The Property is Not Maintained
If the landlord fails to maintain the property, or make reasonable efforts to do so, you should be able to break the lease without any issues. Landlords or property managers are required to provide tenants with a habitable property by doing the following:
- Make repairs
- Provide running water at all times
- Clean all of the common areas
- Place the correct trash bins throughout the building
- Follow all safety and health codes
If the habitability of the property is compromised, then it may entitle you to break the lease without any consequences.
You Are Active Duty Military
Members of the military are protected by the Servicemembers Civil Relief Act, which allows them to break a lease early if their orders require them to move. This only applies to military members who are going to relocate for at least 90 days. The military service member must provide notice of 30 days to their landlord to be protected under the act.
For active and former service members, check out our complete military moving guide.
You Are a Victim of Domestic Violence
In many states, victims of domestic violence are allowed to break their lease agreements. In order for the lease to be broken without penalties, the following must have been present:
- The act that led to domestic violence had to have happened in the past three to six months
- You must provide your landlord notice in writing that you want to break the lease because of a domestic violence incident
- The notice must be provided at least 30 days prior to you moving out of the apartment
Your Landlord Illegally Entered the Property
For the most part, a landlord is required to provide a tenant with at least 24 hours’ notice before entering their property. Landlords are allowed to enter property legally for any of the following matters:
- To show the property to a prospective tenant
- To make repairs to the property
- To inspect the property
Should your landlord enter your property for any reason not listed above, harasses you, or doesn’t provide the required notice; you very well could have the legal ability to break the lease without facing financial repercussions. You will be required to obtain a court order informing the landlord that they must stop these actions. If the landlord fails to follow the court order, you can then provide notice that you are going to end the lease.

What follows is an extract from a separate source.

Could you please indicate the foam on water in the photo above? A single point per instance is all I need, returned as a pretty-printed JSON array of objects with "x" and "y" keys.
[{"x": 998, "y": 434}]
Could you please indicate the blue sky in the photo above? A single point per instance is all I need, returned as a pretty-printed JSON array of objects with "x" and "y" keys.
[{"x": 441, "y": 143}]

You Live in an Illegal Apartment
There are building codes throughout the country that govern what types of properties can be rented. For example, many states have regulations about basements being rented out as apartments. If you are living in an illegal apartment, you should be able to legally break the lease without facing repercussions or worrying about what happens when you break a lease.
The Lease Itself was Illegal
It’s not out of the realm of possibility that the lease itself was illegal. If so, it gives you every right to break the lease without being penalized. The most common cause of an illegal lease is when the purported landlord did not have the legal right to rent the property in the first place.

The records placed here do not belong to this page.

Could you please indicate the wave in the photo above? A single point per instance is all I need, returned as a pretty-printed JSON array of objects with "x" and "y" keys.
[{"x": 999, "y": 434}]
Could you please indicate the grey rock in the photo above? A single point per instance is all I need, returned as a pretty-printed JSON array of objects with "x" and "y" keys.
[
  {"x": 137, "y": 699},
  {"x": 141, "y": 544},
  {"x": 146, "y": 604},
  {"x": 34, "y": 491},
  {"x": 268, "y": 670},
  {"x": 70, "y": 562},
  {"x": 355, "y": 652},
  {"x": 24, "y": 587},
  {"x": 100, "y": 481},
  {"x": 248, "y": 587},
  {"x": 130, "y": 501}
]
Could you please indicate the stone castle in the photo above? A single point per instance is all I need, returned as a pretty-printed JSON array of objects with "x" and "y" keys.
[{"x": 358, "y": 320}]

Possible Negative Consequences of Breaking a Lease
As you might expect, there are possible negative consequences of breaking a lease. It is, after all, a valid contract. Should you decide to break the lease without talking to the landlord, you could face the following consequences:
- Be required to pay heavy termination fees outlined by the lease agreement
- The landlord could file a lawsuit against you for breach of contract
- Any outstanding rent payments could be sent to a collection agency
- Your landlord could take you to small claims court
- Your credit score could take a hit due to unpaid rent (debt)
- You might find it difficult to rent a property in the future (you could wind up with eviction notices on your record)
If you’re worried about things like your credit report or the possibility of losing future tenancy options, it’s a good idea to seek out legal advice based on your state laws. Many states, like New York, have specific landlord-tenant laws that provide specific legal reasons that protect tenant’s rights and create exceptions for breaking a lease.
A lawyer might also be able to help you reach an agreement with your landlord to lessen some of the consequences of breaking a lease.